In an interview with N12 News on Wednesday, Itamar Ben-Gvir said that the right to life and movement for settlers in illegal settlements in the occupied West Bank trumped the right to movement for Palestinians.
Palestinians have long railed against travel restrictions, including checkpoints, imposed on them by Israel in the occupied West Bank, an area where they exercise limited self-rule.
Ben-Gvir, who lives in the Jewish settlement of Kiryat Arba near the flashpoint West Bank city of Hebron, said in the interview the curbs were needed to protect his family’s security.
“My right, my wife’s right, my children’s right to travel on the roads of Judea and Samaria is more important than the right to movement for Arabs,” he said, referring to the West Bank by its biblical Hebrew name.
Supermodel Bella Hadid, whose father is Palestinian and who has been a vocal supporter of Palestinian rights, criticised Ben-Gvir’s comment on Instagram, where she has close to 60 million followers.
“In no place, no time, especially in 2023 should one life be more valuable than another’s. Especially simply because of their ethnicity, culture or pure hatred,” she wrote in a post on Thursday.

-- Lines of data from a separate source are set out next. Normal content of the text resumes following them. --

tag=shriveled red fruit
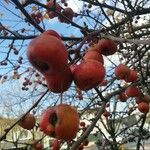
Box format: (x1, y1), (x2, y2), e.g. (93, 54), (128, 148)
(115, 64), (130, 79)
(42, 30), (61, 40)
(18, 114), (36, 130)
(117, 92), (128, 102)
(98, 39), (117, 56)
(125, 86), (141, 97)
(58, 7), (74, 23)
(125, 70), (138, 82)
(52, 139), (61, 150)
(73, 60), (105, 90)
(70, 64), (77, 73)
(83, 50), (104, 64)
(39, 104), (79, 141)
(83, 139), (89, 146)
(45, 66), (73, 93)
(137, 102), (149, 114)
(80, 121), (85, 127)
(27, 34), (68, 75)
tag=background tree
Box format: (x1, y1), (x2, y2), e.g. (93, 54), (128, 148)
(0, 0), (150, 150)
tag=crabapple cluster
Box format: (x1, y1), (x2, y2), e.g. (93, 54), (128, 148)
(27, 30), (117, 146)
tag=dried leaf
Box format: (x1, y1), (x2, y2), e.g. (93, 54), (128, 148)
(32, 6), (38, 11)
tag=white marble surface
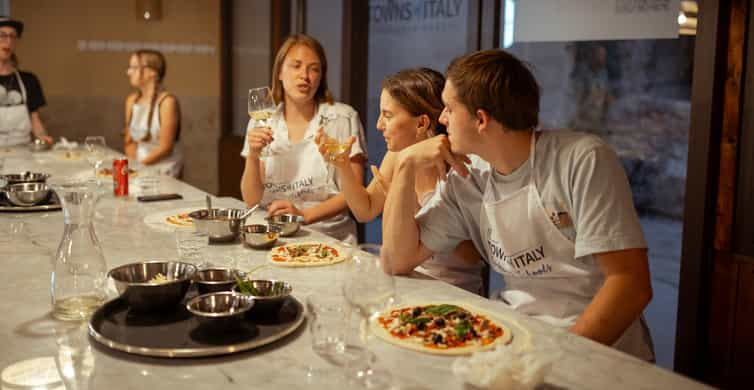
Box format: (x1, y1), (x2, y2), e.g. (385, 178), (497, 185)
(0, 148), (706, 389)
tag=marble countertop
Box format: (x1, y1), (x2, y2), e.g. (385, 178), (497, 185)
(0, 148), (707, 389)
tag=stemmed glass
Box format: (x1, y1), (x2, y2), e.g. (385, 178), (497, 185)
(343, 244), (395, 389)
(84, 135), (107, 186)
(249, 87), (275, 157)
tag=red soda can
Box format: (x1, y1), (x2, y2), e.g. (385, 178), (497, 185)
(113, 158), (128, 196)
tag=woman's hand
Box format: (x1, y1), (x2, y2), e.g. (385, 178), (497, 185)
(267, 199), (306, 223)
(247, 127), (273, 158)
(314, 127), (356, 168)
(37, 134), (55, 145)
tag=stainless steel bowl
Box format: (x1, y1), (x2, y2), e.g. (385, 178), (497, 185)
(29, 138), (52, 152)
(186, 291), (255, 331)
(233, 279), (293, 311)
(194, 268), (243, 294)
(266, 214), (304, 237)
(241, 225), (282, 249)
(5, 183), (50, 206)
(4, 172), (50, 184)
(107, 261), (196, 312)
(189, 209), (246, 242)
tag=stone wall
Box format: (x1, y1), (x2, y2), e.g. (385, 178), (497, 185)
(511, 37), (694, 219)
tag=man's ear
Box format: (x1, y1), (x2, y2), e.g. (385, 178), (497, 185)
(476, 108), (492, 134)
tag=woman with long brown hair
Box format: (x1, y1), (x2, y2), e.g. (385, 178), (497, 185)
(317, 68), (482, 294)
(241, 34), (366, 242)
(125, 50), (183, 177)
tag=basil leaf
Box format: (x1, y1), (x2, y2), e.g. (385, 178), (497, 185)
(455, 321), (471, 340)
(406, 317), (432, 325)
(424, 305), (463, 317)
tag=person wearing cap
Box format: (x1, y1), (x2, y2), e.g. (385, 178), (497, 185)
(0, 16), (53, 146)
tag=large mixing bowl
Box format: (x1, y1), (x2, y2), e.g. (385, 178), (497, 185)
(107, 261), (196, 312)
(4, 172), (50, 184)
(266, 214), (304, 237)
(5, 183), (50, 206)
(29, 138), (52, 152)
(189, 209), (246, 242)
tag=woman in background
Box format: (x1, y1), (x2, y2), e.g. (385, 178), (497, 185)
(124, 50), (183, 177)
(241, 35), (365, 242)
(317, 68), (482, 294)
(0, 16), (53, 146)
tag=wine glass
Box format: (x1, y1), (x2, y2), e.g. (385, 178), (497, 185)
(249, 87), (275, 156)
(319, 115), (351, 161)
(84, 135), (107, 185)
(343, 244), (395, 389)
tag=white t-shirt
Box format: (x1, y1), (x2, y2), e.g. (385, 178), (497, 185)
(417, 131), (647, 263)
(416, 191), (482, 294)
(241, 103), (366, 243)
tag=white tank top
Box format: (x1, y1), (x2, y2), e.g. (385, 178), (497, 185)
(128, 96), (183, 177)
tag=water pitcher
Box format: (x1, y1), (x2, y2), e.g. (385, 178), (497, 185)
(50, 180), (107, 320)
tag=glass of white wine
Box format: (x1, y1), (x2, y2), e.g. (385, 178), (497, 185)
(249, 87), (275, 156)
(319, 115), (351, 161)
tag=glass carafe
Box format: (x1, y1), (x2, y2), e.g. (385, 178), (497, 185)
(50, 180), (107, 321)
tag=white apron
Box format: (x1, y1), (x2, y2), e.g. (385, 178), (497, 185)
(0, 70), (31, 146)
(261, 136), (356, 244)
(128, 102), (183, 177)
(480, 132), (654, 360)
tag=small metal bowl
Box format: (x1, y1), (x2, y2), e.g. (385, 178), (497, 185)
(233, 279), (293, 312)
(107, 261), (196, 312)
(266, 214), (304, 237)
(241, 225), (282, 249)
(4, 172), (50, 184)
(186, 291), (255, 331)
(29, 138), (52, 152)
(194, 268), (243, 294)
(189, 209), (246, 242)
(5, 183), (50, 206)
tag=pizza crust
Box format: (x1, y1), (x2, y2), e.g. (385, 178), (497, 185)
(369, 302), (513, 356)
(267, 242), (346, 268)
(165, 213), (194, 227)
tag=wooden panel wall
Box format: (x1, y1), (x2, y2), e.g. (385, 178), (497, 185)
(703, 0), (754, 389)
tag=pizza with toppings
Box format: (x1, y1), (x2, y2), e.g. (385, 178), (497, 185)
(165, 213), (194, 227)
(371, 303), (513, 355)
(97, 168), (139, 177)
(267, 242), (346, 267)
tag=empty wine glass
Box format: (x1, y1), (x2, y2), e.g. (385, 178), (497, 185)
(84, 135), (107, 185)
(343, 244), (395, 389)
(249, 87), (275, 156)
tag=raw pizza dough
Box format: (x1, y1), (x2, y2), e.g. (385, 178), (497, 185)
(267, 242), (346, 267)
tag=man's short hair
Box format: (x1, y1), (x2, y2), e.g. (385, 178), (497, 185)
(447, 50), (540, 130)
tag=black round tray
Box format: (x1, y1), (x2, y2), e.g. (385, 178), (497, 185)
(89, 297), (304, 357)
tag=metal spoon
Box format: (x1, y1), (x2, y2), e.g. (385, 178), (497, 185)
(238, 203), (259, 219)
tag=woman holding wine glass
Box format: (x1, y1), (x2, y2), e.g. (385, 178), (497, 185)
(316, 68), (482, 294)
(125, 50), (183, 177)
(241, 35), (366, 242)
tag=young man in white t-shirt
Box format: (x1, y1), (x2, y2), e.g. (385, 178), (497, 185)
(383, 50), (654, 360)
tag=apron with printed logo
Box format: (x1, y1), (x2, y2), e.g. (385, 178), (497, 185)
(261, 137), (356, 243)
(0, 71), (31, 146)
(480, 132), (654, 360)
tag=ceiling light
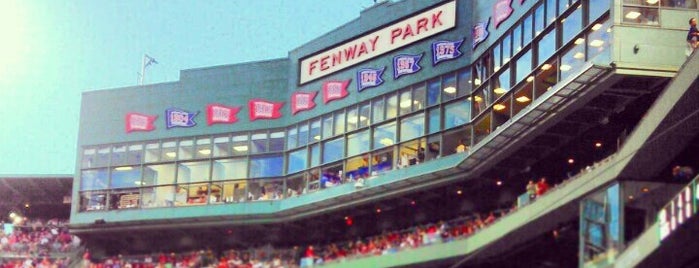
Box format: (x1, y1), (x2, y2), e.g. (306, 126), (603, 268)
(444, 87), (456, 94)
(379, 138), (393, 146)
(233, 145), (248, 152)
(590, 39), (604, 47)
(624, 11), (641, 20)
(515, 96), (531, 103)
(493, 87), (507, 95)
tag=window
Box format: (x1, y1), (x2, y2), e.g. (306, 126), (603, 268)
(374, 122), (396, 149)
(269, 131), (284, 152)
(323, 137), (345, 164)
(211, 158), (248, 181)
(442, 73), (457, 101)
(515, 50), (532, 83)
(177, 161), (211, 183)
(250, 154), (284, 178)
(298, 122), (310, 146)
(232, 135), (250, 155)
(214, 136), (233, 157)
(109, 166), (141, 189)
(444, 100), (471, 129)
(347, 129), (371, 156)
(561, 5), (582, 44)
(286, 126), (299, 149)
(287, 148), (308, 174)
(400, 113), (425, 141)
(80, 168), (109, 191)
(250, 132), (268, 154)
(427, 79), (442, 106)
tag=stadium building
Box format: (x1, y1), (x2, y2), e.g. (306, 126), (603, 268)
(70, 0), (699, 267)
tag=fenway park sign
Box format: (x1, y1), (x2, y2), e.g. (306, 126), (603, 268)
(299, 1), (456, 84)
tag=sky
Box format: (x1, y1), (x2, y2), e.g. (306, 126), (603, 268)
(0, 0), (373, 176)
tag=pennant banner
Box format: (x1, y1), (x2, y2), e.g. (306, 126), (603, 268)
(165, 108), (199, 129)
(323, 79), (352, 104)
(471, 18), (490, 49)
(206, 104), (240, 126)
(432, 39), (464, 65)
(493, 0), (514, 29)
(393, 53), (424, 79)
(291, 91), (318, 114)
(248, 99), (284, 121)
(357, 66), (386, 92)
(125, 113), (158, 133)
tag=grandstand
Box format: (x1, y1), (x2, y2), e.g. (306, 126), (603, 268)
(0, 0), (699, 267)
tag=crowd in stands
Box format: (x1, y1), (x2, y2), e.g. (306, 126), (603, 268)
(0, 219), (80, 268)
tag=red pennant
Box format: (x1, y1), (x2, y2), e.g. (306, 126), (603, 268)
(206, 104), (240, 126)
(291, 91), (318, 114)
(248, 99), (284, 121)
(125, 113), (158, 133)
(323, 79), (352, 104)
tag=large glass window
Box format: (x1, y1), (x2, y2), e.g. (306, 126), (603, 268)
(400, 113), (425, 141)
(310, 119), (320, 144)
(80, 168), (109, 191)
(515, 50), (532, 83)
(444, 100), (471, 129)
(269, 131), (284, 152)
(374, 122), (396, 149)
(177, 161), (211, 183)
(232, 135), (250, 155)
(561, 5), (583, 44)
(347, 129), (371, 156)
(537, 29), (556, 64)
(250, 154), (284, 178)
(299, 122), (310, 146)
(371, 98), (386, 123)
(287, 148), (308, 174)
(214, 136), (233, 157)
(211, 158), (248, 181)
(323, 137), (345, 164)
(250, 132), (268, 154)
(442, 73), (456, 101)
(427, 79), (442, 106)
(109, 166), (142, 188)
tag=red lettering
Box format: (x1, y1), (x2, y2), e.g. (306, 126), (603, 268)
(308, 60), (318, 75)
(345, 45), (357, 61)
(403, 24), (415, 40)
(320, 56), (330, 71)
(417, 18), (429, 34)
(369, 35), (379, 51)
(357, 42), (369, 57)
(332, 51), (342, 66)
(391, 27), (403, 44)
(432, 10), (444, 29)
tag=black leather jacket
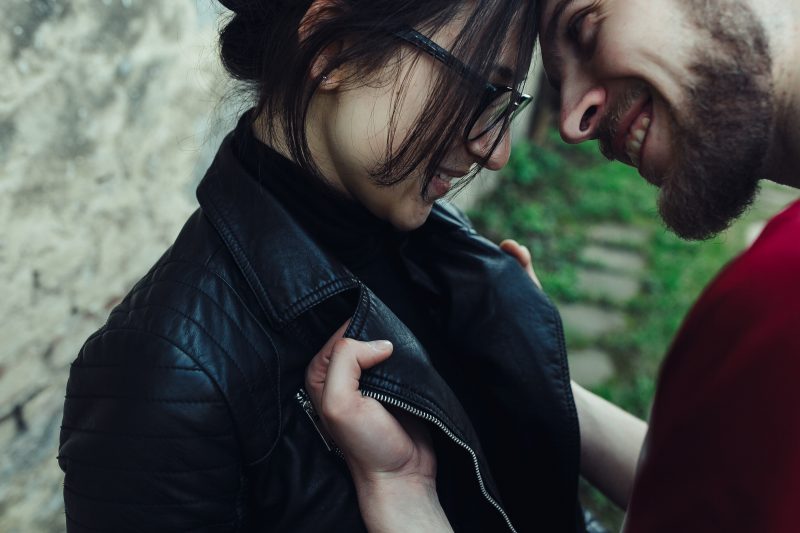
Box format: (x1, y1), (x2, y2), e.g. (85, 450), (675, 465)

She also posted a video from leading Israeli rights group B’Tselem showing Israeli soldiers in Hebron telling a resident that Palestinians are not permitted to walk on a certain street because it is reserved for Jews. “Does this remind anyone of anything?” she wrote.
Ben-Gvir responded in a statement on Friday calling Hadid an “Israel hater” and said she had shared only a segment of the interview on her social media account in order to portray him as a racist.
The Palestinian Ministryof Foreign Affairs on Thursday condemned Ben-Gvir’s remark as “racist and heinous” and said it “only confirms Israel’s apartheid regime of Jewish supremacy”.
The international community, along with the Palestinians, considers settlement construction illegal. More than 700,000 Israelis live in the occupied West Bank and East Jerusalem – territories captured by Israel in 1967 and sought by the Palestinian leaders for a future state.
Palestinians in Hebron, where Jewish settlements eat up a significant proportion of the centre of the city, are particularly vulnerable to state-sponsored settler violence as well as Israeli surveillance.
Settler attacks against Palestinians and their property are also a regular occurrence.
Israel has rejected any suggestions that it maintains an apartheid system over Palestinians, despite reports by leading rights organisations – including Human Rights Watch and Amnesty International – otherwise.
The West Bank has been rocked by violence since early last year, especially with repeated deadly raids by the army.
According to the United Nations, more than 200 Palestinians have been killed this year, the highest number of fatalities since 2005.
Ben-Gvir, a member of Prime Minister Benjamin Netanyahu’s far-right coalition, has been convicted in the past of inciting racism and of supporting a terrorist organisation.